Depending on the length of animations and on details of your behavior tree, things can take
a few frames more or less. So instead I found it useful to check whether something becomes
true in less than X seconds.
The third important feature is that this is written in normal C++ and that I have
6

access to all of the normal functions of the engine. I believe that it is very important that
tests are easy to write, and that is only the case if I can access a function from a test without
having to do any extra steps. (such as exposing the function to a scripting language)
To start implementing a test framework, you just need the ability to implement the
magic WaitForOneFrame function. If you have that, you can implement all other utility
functions that you may need on top of that. As an example, I sometimes need the ability to
get an object by its alias (as in the test above) but the object may be not have spawned yet,
and I just want the test to wait until the object is spawned. That is easy to implement as a
utility function: Try to get the character and call WaitForOneFrame if it doesn’t exist yet.
If the character doesn’t exist after X seconds, I fail the test.
So how do we implement the WaitForOneFrame function? I implemented it
using a fiber, but you could also implement it using a thread. When using a fiber it’s a
simple wrapper around the yield function provided by your fiber library. (for example it’s
simply called yield in boost::coroutine)
When using threads you can implement this using two semaphores: The test runs in
its own thread, the rest of the game gets controlled by a main thread.

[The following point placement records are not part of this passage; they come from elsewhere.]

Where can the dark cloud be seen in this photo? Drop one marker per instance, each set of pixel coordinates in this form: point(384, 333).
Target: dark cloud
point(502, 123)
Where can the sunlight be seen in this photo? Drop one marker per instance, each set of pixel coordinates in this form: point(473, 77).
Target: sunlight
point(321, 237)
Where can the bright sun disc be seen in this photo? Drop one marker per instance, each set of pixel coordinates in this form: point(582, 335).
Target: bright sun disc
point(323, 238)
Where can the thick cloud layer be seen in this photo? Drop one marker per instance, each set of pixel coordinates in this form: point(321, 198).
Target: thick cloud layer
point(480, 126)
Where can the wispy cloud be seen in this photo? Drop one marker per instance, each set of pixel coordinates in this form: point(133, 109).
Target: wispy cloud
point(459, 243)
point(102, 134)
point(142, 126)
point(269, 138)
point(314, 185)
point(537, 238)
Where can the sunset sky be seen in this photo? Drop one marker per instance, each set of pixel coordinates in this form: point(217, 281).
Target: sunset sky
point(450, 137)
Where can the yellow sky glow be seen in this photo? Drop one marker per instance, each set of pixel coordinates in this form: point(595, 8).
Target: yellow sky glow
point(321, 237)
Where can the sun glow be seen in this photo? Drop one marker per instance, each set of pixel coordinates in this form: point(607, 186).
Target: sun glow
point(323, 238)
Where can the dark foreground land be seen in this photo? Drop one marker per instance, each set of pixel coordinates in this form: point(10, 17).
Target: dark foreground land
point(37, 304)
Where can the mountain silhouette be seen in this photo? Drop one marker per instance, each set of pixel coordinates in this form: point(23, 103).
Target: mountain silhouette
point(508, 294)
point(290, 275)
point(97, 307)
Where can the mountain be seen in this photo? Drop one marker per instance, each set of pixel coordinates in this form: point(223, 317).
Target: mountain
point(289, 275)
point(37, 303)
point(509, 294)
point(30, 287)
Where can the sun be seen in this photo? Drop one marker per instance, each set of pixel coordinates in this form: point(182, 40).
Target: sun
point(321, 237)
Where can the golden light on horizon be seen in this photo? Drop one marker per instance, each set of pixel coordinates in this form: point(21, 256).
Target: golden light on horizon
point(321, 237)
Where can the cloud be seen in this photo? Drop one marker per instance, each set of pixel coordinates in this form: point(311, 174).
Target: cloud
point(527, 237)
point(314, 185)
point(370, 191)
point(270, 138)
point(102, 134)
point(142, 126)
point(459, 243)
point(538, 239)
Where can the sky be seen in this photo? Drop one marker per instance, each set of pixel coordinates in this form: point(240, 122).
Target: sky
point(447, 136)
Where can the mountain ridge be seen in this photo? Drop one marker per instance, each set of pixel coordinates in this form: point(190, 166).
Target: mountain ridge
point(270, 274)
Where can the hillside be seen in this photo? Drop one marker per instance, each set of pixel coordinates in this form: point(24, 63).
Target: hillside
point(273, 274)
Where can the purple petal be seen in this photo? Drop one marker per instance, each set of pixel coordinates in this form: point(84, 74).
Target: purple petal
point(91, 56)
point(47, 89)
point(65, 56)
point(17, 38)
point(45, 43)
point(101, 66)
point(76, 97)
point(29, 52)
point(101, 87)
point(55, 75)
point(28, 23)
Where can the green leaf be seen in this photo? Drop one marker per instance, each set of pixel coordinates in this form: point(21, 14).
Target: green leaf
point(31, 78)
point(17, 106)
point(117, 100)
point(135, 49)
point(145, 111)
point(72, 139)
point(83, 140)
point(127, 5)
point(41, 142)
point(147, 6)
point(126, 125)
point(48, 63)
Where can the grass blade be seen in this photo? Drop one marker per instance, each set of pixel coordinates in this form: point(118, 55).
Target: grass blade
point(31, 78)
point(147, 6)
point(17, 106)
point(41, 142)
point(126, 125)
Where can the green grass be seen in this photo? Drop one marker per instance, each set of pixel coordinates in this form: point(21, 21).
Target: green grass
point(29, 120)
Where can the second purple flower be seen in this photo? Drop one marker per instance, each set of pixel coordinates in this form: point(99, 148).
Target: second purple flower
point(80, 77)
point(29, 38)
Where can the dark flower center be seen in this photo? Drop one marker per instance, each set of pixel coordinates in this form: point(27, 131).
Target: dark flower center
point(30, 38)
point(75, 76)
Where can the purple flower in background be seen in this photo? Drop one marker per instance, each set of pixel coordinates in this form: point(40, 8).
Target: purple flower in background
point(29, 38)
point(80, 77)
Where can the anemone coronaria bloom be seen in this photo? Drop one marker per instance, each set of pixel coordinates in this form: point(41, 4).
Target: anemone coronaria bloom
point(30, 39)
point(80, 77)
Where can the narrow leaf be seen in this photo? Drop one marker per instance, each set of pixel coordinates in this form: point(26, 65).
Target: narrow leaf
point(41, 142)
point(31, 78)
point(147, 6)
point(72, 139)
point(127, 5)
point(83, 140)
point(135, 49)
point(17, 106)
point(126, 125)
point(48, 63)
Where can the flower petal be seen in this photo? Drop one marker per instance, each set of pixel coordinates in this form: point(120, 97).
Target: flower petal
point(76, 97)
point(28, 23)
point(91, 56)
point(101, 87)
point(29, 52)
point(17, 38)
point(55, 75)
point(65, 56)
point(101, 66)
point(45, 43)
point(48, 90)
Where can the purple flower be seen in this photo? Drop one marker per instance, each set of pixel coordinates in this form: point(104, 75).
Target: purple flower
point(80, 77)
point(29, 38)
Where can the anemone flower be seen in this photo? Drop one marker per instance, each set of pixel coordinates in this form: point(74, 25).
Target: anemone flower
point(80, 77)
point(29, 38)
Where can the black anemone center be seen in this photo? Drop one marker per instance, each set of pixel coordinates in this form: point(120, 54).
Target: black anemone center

At a good point in the
frame, when it’s safe for the test thread to access and mutate global state, the main thread
signals on the first semaphore that the test thread should run. It then waits on the second
semaphore. The test thread was waiting on the first semaphore and runs now. In
WaitForOneFrame it signals the second semaphore and waits on the first semaphore
again. With that the two threads take turns. All other threads are sleeping while this is
happening. They get woken up by the main thread when it is done waiting.
Making the main thread and all other threads sleep while the test thread is running
slows down the engine a little bit, but I haven’t found that to be a problem. It’s a price I’m
willing to pay to make the tests reliable. I simply don’t have to worry about which state I can
access or mutate because I know that nothing else is running.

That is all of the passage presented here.